French culture minister snubs Google at major Paris event

Dec 10, 2013
A view of the Google cultural hub in Paris on December 10, 2013

France's culture minister on Tuesday cancelled her attendance at the Paris launch of a Google cultural hub at the last minute, in a snub to the US giant over data protection and other issues.

The French government is at loggerheads with Google over privacy and its controversial tax arrangements, but the cancellation prompted a last-resort scramble at the presidency and prime minister's office, which asked Innovation Minister Fleur Pellerin to go to the afternoon event instead.

Culture Minister Aurelie Filippetti's office told AFP she had decided not to go as planned to the launch of the "Lab"—which Google Vice President Vint Cerf was also to attend—so as not to be seen as fully backing the tech firm "despite the quality of the project".

"At this stage, we do not have enough assurances on a certain number of issues," one aide said, adding Filippetti wanted Google to "commit more resolutely" on areas such as the protection of personal data and taxation.

Cerf said he was "very disappointed" by Filippetti's last-minute cancellation.

"It's a disappointment because this is not about politics, this is about culture. This is about recognising global culture and making it available and exploring technology and the way in which it affects art," he said in an interview with parliamentary channel Public Senat.

The Lab is a place in the French capital designed to enable artists, museums, foundations and other cultural players to meet the US giant's engineers and gain access to its technology.

Women visit an exhibition on December 10, 2013 at the Google cultural hub in Paris

A workshop equipped with experimental technology such as a giant interactive screen, a 3D printing stand and a very high-resolution camera will be made available and the Lab will also set up a residency programme for young artists from around the world.

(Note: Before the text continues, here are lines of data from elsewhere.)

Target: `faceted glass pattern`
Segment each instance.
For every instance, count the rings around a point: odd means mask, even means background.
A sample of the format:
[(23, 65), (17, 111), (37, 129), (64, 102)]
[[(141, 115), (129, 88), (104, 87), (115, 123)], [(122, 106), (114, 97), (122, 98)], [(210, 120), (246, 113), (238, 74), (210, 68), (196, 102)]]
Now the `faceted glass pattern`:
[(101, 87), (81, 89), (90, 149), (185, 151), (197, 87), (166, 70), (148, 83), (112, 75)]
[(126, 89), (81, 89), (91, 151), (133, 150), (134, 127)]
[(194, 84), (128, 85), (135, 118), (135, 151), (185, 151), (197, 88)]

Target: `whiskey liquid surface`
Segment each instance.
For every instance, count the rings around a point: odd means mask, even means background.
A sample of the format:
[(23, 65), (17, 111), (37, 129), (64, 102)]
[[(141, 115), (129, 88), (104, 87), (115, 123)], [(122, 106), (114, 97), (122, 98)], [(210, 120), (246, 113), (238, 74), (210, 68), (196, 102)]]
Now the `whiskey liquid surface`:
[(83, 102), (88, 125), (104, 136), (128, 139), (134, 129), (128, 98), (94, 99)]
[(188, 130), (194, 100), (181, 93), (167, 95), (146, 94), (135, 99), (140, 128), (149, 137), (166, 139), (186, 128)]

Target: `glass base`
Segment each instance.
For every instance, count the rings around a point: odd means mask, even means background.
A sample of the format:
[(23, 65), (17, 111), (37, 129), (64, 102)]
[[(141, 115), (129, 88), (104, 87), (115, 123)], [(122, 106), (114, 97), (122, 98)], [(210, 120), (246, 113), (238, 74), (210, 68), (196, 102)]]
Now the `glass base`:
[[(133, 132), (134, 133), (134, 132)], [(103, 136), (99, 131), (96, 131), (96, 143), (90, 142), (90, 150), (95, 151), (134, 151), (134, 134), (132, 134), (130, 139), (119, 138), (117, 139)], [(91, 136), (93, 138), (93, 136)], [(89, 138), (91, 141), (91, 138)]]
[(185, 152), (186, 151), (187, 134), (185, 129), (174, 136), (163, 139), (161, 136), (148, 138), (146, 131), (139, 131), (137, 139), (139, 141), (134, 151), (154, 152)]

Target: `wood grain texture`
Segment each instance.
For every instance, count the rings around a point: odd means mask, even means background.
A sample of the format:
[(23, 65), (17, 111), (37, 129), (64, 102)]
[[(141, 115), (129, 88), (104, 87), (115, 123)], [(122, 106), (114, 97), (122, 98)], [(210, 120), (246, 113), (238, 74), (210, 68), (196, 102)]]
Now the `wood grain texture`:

It is a physical extension of Google's online Cultural Institute, which showcases exhibitions, archives and monuments from around the world on the Internet.

A source close to the case, who refused to be named, told AFP that Pellerin had been asked to replace Filippetti.

"The presence at this launch of a member of government does not take away the significant divergences between France and Google on different issues, as noted by the culture minister," the source said.

"Google chose to set up its cultural centre in Paris and that's what the government wants to welcome with its presence."

Like other technology giants, Google has come under the spotlight following revelations by former NSA contractor Edward Snowden of widespread online eavesdropping by US and other intelligence agencies.

But the firms have argued they have no choice but to give information when requested to do so by the US government.

Earlier this month, Google said the number of requests for user data from governments and law enforcement organs had doubled since 2010.

Aside from Snowden's revelations, France's watchdog maintains Google has failed to comply with the European country's national privacy guidelines and announced in September it would take action against the US giant.

France is also currently investigating Google's practice of channelling revenues through Bermuda to reduce its exposure to taxes in a number of countries.